С очаровательной улыбкой султанша снова глянула на меня, но в ее глазах так и сверкали ледяные голубые огоньки, когда она, еще раз предостерегая меня, повторила:
— Все в порядке, Микаэль. Надеюсь, все будет хорошо, однако нам обоим следует молчать об этой неприятной истории.
И, закрывая лицо тонкой вуалью, султанша подала знак пухленькой ручкой. Молодая рабыня опустила занавеси, и я уже не видел султанши Хуррем.
4
В первых числах января 1536 года султан Сулейман вернулся в Стамбул.
Он прибыл на великолепном корабле, который мог сравниться лишь с роскошным судном венецианского дожа и который для завоевателя Персии в глубоком секрете построил великий визирь. Под грохот пушечных залпов корабль причалил к мраморной набережной, и султан покинул судно, восседая на своем скакуне. На берегу мудрецы Дивана помогли повелителю сойти с лошади — и это означало конец похода в персидские земли.

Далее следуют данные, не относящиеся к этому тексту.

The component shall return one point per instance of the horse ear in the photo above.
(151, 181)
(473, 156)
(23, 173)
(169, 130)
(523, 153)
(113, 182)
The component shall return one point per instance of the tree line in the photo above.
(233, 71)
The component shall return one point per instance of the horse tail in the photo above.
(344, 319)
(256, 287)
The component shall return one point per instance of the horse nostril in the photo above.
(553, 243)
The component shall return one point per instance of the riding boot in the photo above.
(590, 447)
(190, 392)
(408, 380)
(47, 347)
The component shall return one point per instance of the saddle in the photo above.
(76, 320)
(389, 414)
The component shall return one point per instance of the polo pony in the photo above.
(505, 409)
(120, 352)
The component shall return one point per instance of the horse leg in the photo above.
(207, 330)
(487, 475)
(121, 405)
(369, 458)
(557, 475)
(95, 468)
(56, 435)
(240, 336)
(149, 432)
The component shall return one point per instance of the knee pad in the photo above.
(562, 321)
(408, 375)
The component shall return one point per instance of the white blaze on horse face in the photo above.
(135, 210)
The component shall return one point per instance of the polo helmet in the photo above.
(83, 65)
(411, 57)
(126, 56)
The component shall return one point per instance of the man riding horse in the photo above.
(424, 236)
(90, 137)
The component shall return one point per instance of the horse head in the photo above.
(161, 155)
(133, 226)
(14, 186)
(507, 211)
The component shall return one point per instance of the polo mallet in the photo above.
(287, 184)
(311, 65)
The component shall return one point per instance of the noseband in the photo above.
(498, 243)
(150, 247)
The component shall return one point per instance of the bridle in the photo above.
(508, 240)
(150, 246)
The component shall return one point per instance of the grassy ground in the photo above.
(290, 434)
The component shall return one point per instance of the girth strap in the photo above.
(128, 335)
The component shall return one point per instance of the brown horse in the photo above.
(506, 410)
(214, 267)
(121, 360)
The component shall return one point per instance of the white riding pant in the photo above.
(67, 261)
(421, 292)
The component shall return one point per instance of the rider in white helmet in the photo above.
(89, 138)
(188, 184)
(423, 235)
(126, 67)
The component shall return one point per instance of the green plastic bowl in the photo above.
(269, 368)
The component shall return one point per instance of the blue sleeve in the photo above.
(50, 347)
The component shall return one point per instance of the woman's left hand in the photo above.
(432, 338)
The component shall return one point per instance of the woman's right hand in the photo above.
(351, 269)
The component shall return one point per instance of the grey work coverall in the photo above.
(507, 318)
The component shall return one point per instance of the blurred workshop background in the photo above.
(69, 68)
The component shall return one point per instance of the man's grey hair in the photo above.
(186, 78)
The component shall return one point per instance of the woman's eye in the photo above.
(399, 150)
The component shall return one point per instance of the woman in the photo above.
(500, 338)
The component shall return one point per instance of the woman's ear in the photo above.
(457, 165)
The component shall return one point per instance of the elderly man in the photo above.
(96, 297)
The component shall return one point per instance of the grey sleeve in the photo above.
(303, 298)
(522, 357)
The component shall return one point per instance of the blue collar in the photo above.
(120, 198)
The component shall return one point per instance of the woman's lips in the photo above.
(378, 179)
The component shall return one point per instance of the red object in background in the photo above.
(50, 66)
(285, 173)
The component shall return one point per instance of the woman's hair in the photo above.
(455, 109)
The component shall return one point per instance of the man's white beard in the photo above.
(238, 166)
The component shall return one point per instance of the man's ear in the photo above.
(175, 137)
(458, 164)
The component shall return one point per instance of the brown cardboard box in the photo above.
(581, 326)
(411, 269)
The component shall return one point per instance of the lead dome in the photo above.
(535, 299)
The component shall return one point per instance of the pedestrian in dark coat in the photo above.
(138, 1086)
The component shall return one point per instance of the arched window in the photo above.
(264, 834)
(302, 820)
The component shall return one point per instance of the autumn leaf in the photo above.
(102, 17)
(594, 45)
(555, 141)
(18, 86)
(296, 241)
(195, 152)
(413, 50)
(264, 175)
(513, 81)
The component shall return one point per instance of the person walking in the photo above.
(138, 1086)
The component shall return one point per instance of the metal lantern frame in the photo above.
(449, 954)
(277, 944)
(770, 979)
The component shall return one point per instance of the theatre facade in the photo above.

Толпа ликовала. Глашатаи выкрикивали названия захваченных городов и крепостей. В течение многих ночей столица державы Османов сияла праздничными огнями, а люди на улицах громко приветствовали вернувшихся с войны янычар и спаги. Однако на сей раз радость не была искренней, словно плохие предчувствия заранее отравили всеобщее упоение победой.
Вскоре торжества кончились и наступили серые буди, жизнь в городе потекла своим чередом, и ничто больше не напоминало о недавних веселых событиях.
И лишь султан, с невиданной доселе роскошью и помпезностью, принял в большом зале Дивана чрезвычайного посла Франции, после чего все французские пленники и рабы в султанских землях немедленно получили свободу. Все это свидетельствовало о том, что король Франциск не сделал никаких выводов из прошлых неудач и снова готовился к войне с императором.